On Sunday (Aug. 30), Tim McGraw celebrated what would've been his father Tug McGraw's 76th birthday with a moving video paired with a song that honors his father's final days, "Live Like You Were Dying."
McGraw's brief tribute to his dad's "nuttiness" included the hashtag Ya Gotta Believe, a reference to his dad's catchphrase during his years pitching for the New York Mets.
Tug McGraw passed away on Jan. 5, 2004 at age 59 following a bout with brain cancer.
In 2003, Tim McGraw started the Tug McGraw Foundation, which helps enhance the quality of life for children and adults with "neurological brain conditions such as brain tumors, traumatic brain injury, and post-traumatic stress disorder."
The elder McGraw played Major League Baseball as a relief pitcher from 1965 to 1984. He won World Series rings with the 1969 New York Mets and the 1980 Philadelphia Phillies. For the latter championship, McGraw threw the final pitch, striking out the Kansas City Royals' Willie Wilson.
In between those World Series wins, Tug McGraw won over fans in New York City and Philadelphia with his "Ya Gotta Believe" catchphrase and outgoing personality.

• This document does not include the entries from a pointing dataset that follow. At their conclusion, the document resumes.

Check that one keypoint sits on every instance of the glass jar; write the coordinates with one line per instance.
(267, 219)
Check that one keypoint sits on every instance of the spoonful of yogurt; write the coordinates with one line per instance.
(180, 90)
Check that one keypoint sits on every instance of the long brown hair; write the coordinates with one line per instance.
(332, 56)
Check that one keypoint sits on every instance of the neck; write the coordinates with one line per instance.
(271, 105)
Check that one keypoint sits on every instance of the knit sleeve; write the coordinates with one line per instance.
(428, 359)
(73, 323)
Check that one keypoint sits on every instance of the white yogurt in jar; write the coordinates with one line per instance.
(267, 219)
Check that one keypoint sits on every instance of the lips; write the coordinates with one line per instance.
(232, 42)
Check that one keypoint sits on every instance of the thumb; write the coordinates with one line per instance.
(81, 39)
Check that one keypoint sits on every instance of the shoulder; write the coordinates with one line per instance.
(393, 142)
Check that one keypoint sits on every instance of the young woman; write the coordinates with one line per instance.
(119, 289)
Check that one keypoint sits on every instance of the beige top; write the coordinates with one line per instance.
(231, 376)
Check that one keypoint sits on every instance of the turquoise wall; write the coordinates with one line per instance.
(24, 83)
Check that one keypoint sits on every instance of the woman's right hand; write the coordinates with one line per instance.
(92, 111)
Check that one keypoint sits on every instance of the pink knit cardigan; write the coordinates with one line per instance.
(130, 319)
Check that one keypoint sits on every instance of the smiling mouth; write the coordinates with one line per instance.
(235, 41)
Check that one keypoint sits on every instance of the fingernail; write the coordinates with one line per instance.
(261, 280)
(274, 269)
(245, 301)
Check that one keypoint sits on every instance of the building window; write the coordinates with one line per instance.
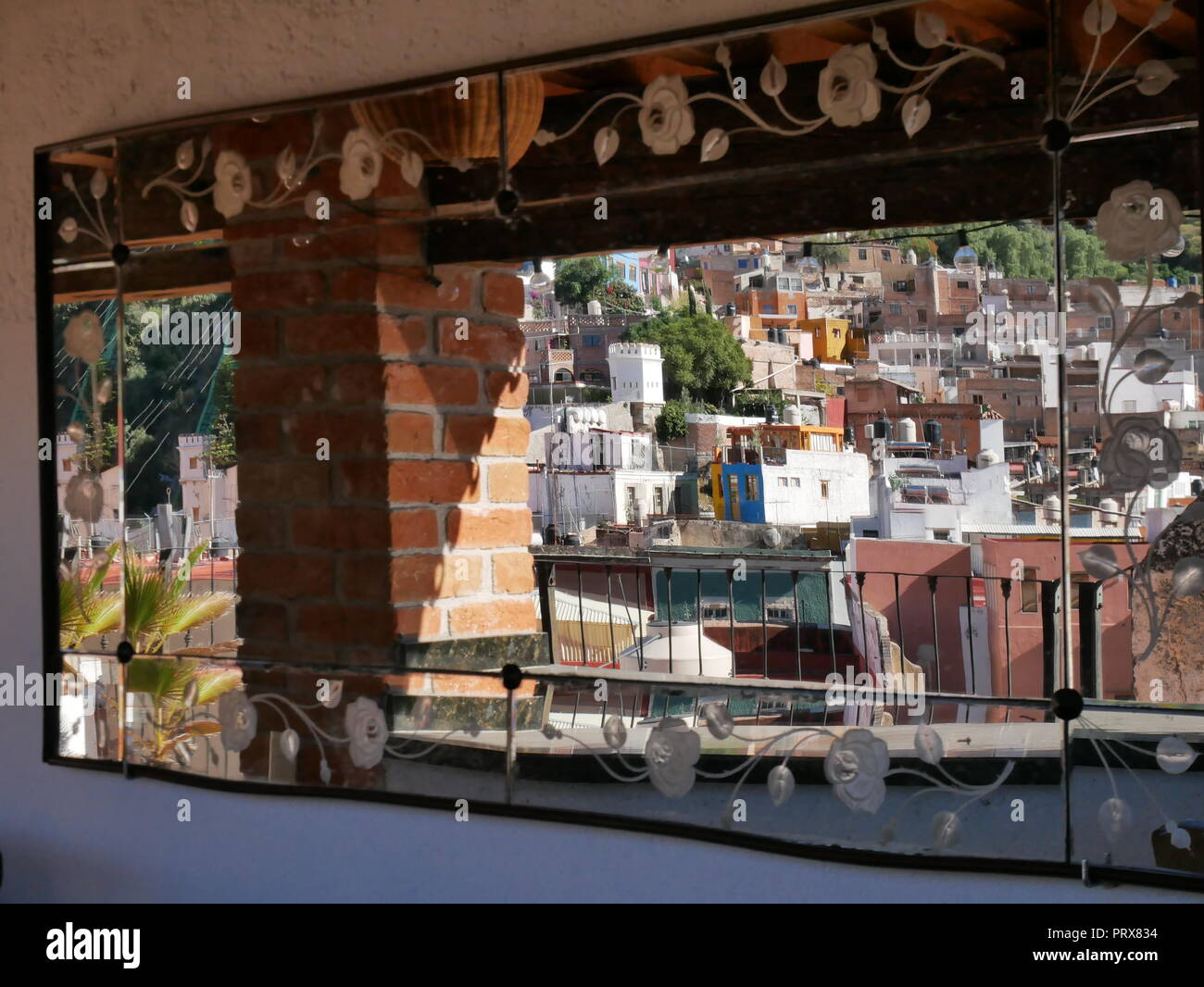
(1030, 593)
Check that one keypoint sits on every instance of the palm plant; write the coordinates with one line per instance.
(179, 691)
(84, 609)
(157, 606)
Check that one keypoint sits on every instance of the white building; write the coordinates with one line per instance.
(814, 486)
(208, 496)
(636, 372)
(922, 500)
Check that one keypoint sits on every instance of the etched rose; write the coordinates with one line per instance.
(1140, 453)
(84, 497)
(847, 88)
(855, 767)
(360, 171)
(666, 120)
(366, 732)
(232, 183)
(84, 337)
(671, 754)
(1139, 220)
(237, 718)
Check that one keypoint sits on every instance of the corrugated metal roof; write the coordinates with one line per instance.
(1018, 531)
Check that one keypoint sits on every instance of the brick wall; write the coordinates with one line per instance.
(417, 525)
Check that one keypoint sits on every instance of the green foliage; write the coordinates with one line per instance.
(702, 359)
(759, 402)
(168, 392)
(578, 280)
(671, 421)
(830, 252)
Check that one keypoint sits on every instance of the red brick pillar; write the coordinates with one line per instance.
(416, 529)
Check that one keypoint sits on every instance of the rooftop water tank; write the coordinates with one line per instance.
(932, 432)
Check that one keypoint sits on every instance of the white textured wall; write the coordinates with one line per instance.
(70, 69)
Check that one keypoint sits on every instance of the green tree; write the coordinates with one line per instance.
(830, 252)
(702, 359)
(671, 421)
(578, 280)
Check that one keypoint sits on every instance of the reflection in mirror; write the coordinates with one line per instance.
(87, 362)
(182, 473)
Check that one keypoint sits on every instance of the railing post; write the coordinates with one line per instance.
(542, 574)
(1051, 645)
(1091, 605)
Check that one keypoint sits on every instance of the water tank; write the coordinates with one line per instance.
(932, 432)
(1052, 509)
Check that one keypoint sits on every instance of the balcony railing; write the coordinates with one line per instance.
(801, 618)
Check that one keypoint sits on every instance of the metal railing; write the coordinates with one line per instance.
(803, 618)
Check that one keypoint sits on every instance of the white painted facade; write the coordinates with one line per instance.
(1176, 392)
(817, 486)
(974, 496)
(581, 500)
(636, 372)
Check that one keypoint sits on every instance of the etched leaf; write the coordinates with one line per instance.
(928, 745)
(189, 216)
(287, 164)
(99, 184)
(1174, 755)
(773, 77)
(412, 168)
(614, 733)
(606, 144)
(714, 144)
(946, 829)
(719, 720)
(781, 783)
(916, 111)
(185, 156)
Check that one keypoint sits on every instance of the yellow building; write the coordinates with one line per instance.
(829, 338)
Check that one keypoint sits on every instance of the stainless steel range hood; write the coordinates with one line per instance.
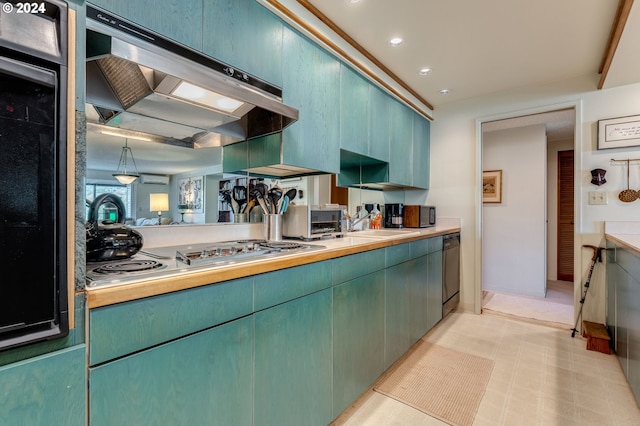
(139, 81)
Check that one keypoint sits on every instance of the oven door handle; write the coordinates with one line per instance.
(26, 71)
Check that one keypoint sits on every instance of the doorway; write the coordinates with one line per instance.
(565, 215)
(549, 283)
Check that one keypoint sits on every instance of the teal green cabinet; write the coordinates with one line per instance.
(399, 281)
(413, 294)
(358, 337)
(311, 83)
(434, 287)
(243, 34)
(354, 112)
(421, 151)
(178, 20)
(46, 390)
(205, 378)
(400, 144)
(121, 329)
(418, 277)
(379, 123)
(277, 287)
(293, 362)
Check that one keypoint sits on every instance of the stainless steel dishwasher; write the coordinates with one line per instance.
(450, 273)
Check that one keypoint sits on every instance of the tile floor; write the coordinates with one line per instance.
(552, 309)
(541, 376)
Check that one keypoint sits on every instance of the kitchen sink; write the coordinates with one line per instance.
(383, 233)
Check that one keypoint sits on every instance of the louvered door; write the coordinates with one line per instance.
(565, 215)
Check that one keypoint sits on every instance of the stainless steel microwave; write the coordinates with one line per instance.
(419, 216)
(311, 222)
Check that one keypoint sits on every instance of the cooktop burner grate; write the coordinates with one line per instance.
(128, 266)
(281, 246)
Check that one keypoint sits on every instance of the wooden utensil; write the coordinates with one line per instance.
(628, 195)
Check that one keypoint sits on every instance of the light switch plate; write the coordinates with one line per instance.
(597, 197)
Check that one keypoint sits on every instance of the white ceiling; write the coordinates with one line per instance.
(475, 48)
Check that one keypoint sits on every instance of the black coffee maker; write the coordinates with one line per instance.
(393, 215)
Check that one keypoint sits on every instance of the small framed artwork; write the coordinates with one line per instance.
(619, 132)
(492, 186)
(191, 194)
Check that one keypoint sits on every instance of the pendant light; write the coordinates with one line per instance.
(122, 175)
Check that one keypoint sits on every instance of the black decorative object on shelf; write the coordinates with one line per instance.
(598, 177)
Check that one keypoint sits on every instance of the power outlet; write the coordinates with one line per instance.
(597, 197)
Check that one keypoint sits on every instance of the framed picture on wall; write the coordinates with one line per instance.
(619, 132)
(492, 186)
(191, 194)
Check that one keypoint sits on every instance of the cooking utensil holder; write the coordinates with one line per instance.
(273, 227)
(241, 217)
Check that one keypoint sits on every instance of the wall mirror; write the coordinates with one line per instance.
(192, 177)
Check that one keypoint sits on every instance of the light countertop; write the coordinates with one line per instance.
(625, 234)
(352, 243)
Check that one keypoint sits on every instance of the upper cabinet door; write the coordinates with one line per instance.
(245, 35)
(379, 123)
(311, 83)
(178, 20)
(354, 112)
(421, 145)
(400, 144)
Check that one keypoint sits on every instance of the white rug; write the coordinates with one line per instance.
(531, 308)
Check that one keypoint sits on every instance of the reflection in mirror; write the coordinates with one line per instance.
(190, 176)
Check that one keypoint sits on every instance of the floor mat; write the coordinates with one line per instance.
(530, 308)
(441, 382)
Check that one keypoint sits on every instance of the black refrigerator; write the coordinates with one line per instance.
(33, 173)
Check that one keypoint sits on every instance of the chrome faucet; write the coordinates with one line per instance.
(354, 221)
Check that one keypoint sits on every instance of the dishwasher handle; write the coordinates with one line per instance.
(450, 241)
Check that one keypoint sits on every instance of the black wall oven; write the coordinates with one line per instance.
(33, 171)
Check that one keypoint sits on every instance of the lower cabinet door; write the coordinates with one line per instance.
(398, 281)
(434, 289)
(358, 337)
(205, 378)
(46, 390)
(293, 362)
(418, 298)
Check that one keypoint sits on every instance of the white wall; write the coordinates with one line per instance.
(514, 231)
(552, 204)
(455, 170)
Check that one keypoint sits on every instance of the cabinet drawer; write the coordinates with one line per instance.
(281, 286)
(124, 328)
(356, 265)
(398, 254)
(46, 390)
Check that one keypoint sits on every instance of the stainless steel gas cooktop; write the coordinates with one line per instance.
(161, 262)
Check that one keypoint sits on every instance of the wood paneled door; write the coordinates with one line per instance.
(565, 215)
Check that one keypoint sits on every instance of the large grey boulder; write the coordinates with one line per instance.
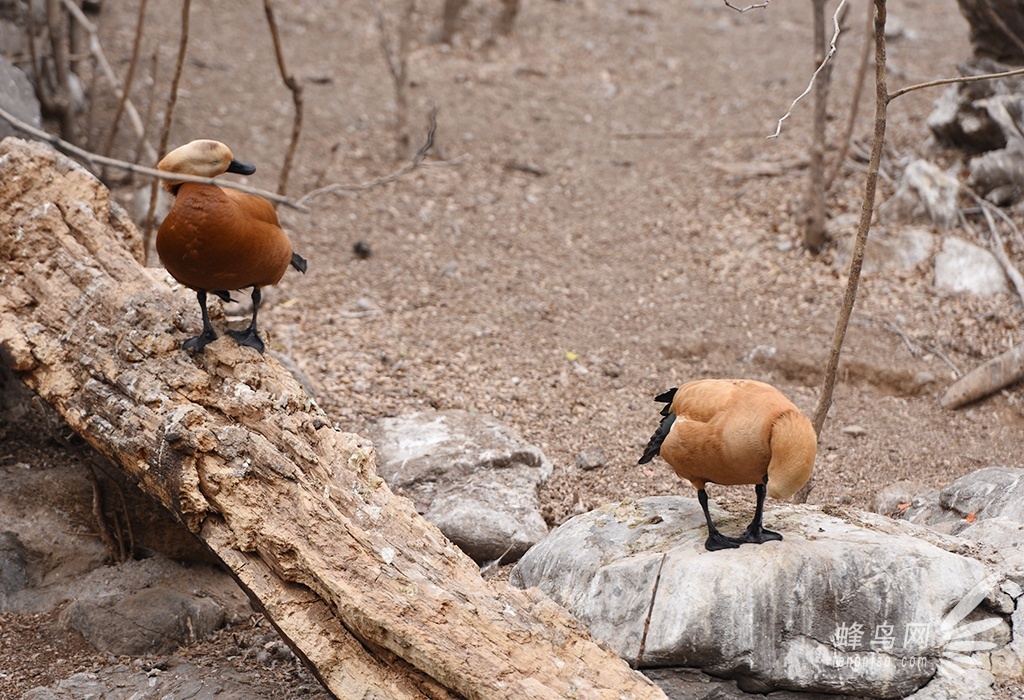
(470, 475)
(986, 493)
(153, 606)
(850, 605)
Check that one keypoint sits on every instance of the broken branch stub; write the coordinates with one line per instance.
(373, 596)
(986, 379)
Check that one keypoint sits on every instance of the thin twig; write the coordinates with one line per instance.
(296, 89)
(409, 167)
(993, 17)
(810, 84)
(953, 81)
(863, 228)
(64, 101)
(94, 160)
(999, 251)
(911, 342)
(858, 87)
(757, 5)
(397, 61)
(121, 92)
(129, 77)
(866, 211)
(165, 133)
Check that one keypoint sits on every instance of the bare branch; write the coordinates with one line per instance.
(296, 89)
(94, 160)
(953, 81)
(165, 133)
(810, 84)
(865, 53)
(863, 228)
(408, 168)
(104, 66)
(757, 5)
(123, 102)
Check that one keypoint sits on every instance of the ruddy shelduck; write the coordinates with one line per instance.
(215, 239)
(734, 432)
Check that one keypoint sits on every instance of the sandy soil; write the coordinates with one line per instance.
(594, 229)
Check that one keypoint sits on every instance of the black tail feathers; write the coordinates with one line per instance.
(667, 398)
(654, 446)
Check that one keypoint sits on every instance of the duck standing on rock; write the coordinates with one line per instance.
(216, 239)
(734, 432)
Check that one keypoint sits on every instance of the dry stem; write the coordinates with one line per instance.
(104, 66)
(409, 167)
(858, 87)
(866, 210)
(123, 102)
(810, 84)
(296, 88)
(165, 133)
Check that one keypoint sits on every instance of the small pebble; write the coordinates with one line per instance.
(592, 457)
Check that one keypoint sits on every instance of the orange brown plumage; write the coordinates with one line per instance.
(216, 239)
(735, 432)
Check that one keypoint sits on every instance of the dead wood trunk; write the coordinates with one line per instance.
(996, 374)
(373, 596)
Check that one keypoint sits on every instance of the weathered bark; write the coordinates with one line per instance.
(372, 595)
(986, 379)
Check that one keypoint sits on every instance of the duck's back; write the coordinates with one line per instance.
(722, 432)
(221, 239)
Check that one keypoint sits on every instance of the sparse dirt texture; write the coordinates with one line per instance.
(604, 218)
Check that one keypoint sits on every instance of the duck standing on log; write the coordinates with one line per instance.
(734, 432)
(216, 239)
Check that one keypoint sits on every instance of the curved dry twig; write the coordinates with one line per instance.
(953, 81)
(165, 133)
(124, 101)
(296, 88)
(94, 160)
(757, 5)
(408, 168)
(104, 66)
(821, 66)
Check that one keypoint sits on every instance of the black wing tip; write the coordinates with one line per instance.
(654, 446)
(667, 396)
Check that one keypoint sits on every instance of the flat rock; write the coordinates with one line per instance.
(848, 605)
(926, 193)
(986, 493)
(470, 475)
(153, 606)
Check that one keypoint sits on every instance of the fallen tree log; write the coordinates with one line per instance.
(377, 601)
(986, 379)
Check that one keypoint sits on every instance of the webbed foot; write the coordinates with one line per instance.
(248, 338)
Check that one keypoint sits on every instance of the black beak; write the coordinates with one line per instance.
(241, 168)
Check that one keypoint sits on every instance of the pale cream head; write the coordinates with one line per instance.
(204, 158)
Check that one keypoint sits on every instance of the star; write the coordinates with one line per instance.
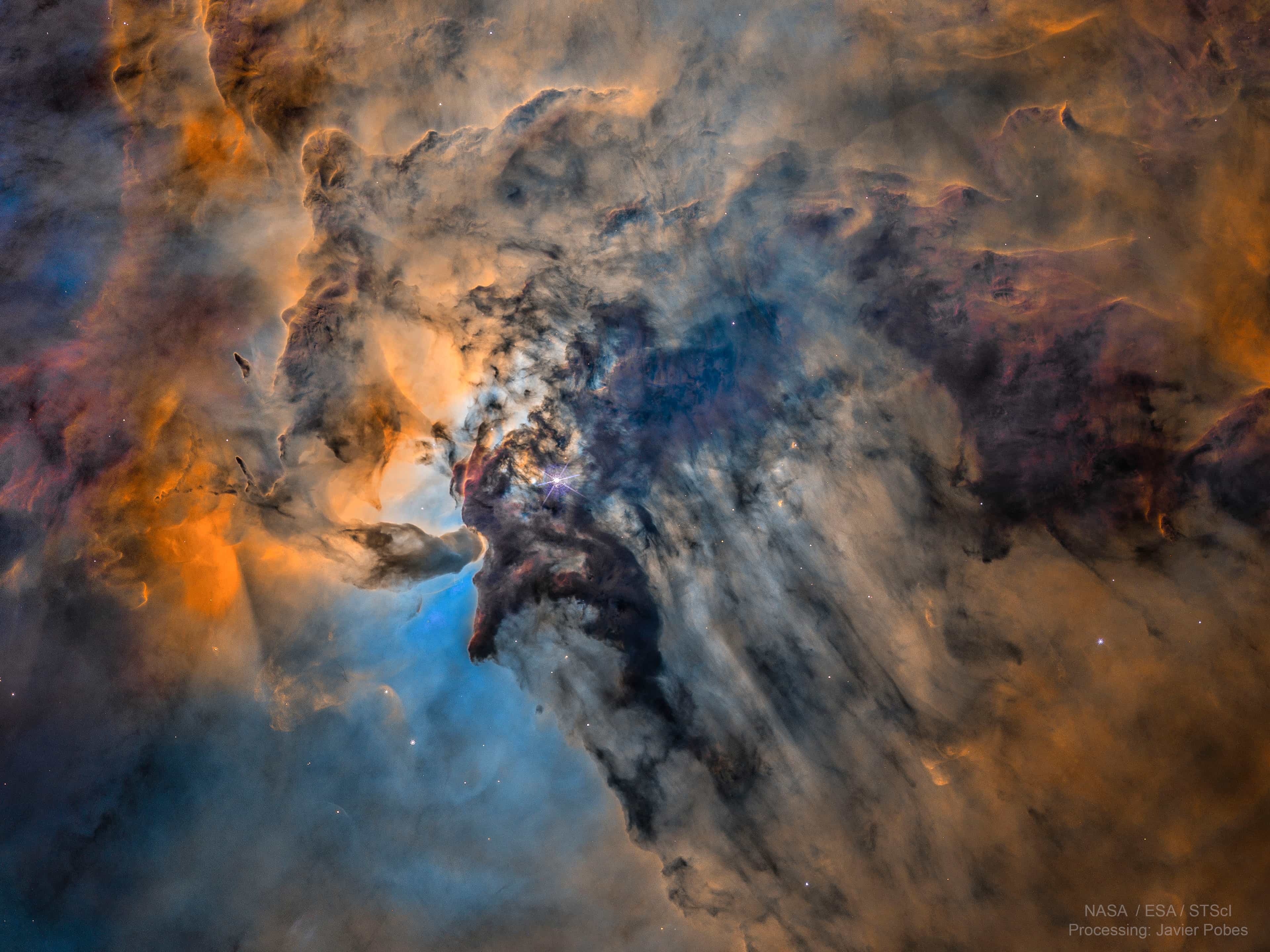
(557, 479)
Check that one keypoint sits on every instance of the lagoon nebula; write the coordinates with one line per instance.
(547, 475)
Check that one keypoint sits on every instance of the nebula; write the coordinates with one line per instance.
(488, 475)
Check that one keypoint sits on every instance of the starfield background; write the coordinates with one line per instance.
(568, 475)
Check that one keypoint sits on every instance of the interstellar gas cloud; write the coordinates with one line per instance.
(552, 475)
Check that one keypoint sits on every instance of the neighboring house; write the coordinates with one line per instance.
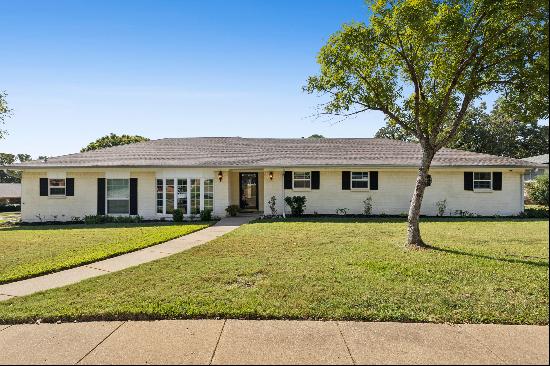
(10, 193)
(540, 160)
(153, 178)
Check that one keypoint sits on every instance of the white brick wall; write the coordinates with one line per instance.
(394, 192)
(392, 197)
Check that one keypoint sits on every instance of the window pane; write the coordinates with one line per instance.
(482, 184)
(182, 195)
(160, 196)
(359, 184)
(118, 206)
(118, 188)
(57, 191)
(482, 176)
(209, 194)
(169, 196)
(195, 196)
(57, 182)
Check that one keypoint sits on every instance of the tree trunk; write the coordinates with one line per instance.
(414, 238)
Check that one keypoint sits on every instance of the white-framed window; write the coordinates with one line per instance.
(57, 187)
(187, 194)
(483, 180)
(118, 196)
(208, 194)
(360, 180)
(301, 180)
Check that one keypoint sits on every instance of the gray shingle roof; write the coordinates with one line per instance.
(539, 159)
(260, 152)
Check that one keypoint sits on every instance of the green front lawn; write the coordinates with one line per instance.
(27, 251)
(481, 271)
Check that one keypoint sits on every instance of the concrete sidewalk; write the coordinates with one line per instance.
(74, 275)
(271, 342)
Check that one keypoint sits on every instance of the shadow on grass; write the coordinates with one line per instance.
(482, 256)
(390, 219)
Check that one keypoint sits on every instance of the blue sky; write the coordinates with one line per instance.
(77, 70)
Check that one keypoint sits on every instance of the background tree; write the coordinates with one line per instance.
(423, 62)
(11, 176)
(113, 140)
(498, 133)
(4, 112)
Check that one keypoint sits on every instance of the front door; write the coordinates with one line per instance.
(248, 191)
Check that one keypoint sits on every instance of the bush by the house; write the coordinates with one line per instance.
(177, 215)
(206, 215)
(232, 210)
(10, 208)
(105, 219)
(297, 204)
(537, 190)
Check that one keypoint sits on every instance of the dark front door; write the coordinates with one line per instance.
(248, 191)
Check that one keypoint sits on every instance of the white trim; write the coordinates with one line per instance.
(301, 189)
(359, 180)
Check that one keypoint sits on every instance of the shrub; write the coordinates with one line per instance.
(206, 215)
(273, 205)
(232, 210)
(297, 204)
(177, 215)
(367, 206)
(535, 212)
(342, 211)
(104, 219)
(441, 207)
(10, 207)
(537, 190)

Tug McGraw had a brief relationship in 1966 with Betty D'Agostino while playing minor league baseball in Jacksonville, Fla. After becoming pregnant with Tim McGraw, D'Agostino broke contact with Tug McGraw and relocated to Louisiana.
Tim McGraw did not meet Tug until after the future country star turned 17. Before discovering his own birth certificate at age 11, Tim McGraw believed that his stepdad, Horace Smith, was his biological father. His real dad's name had been scratched out on the document, but his occupation, baseball player, remained legible.
The McGraws eventually became close, as captured in the tribute video which shows the former MLB star interacting with his son and another Nashville superstar, daughter-in-law Faith Hill. The father and son even starred in a Bud Light commercial together.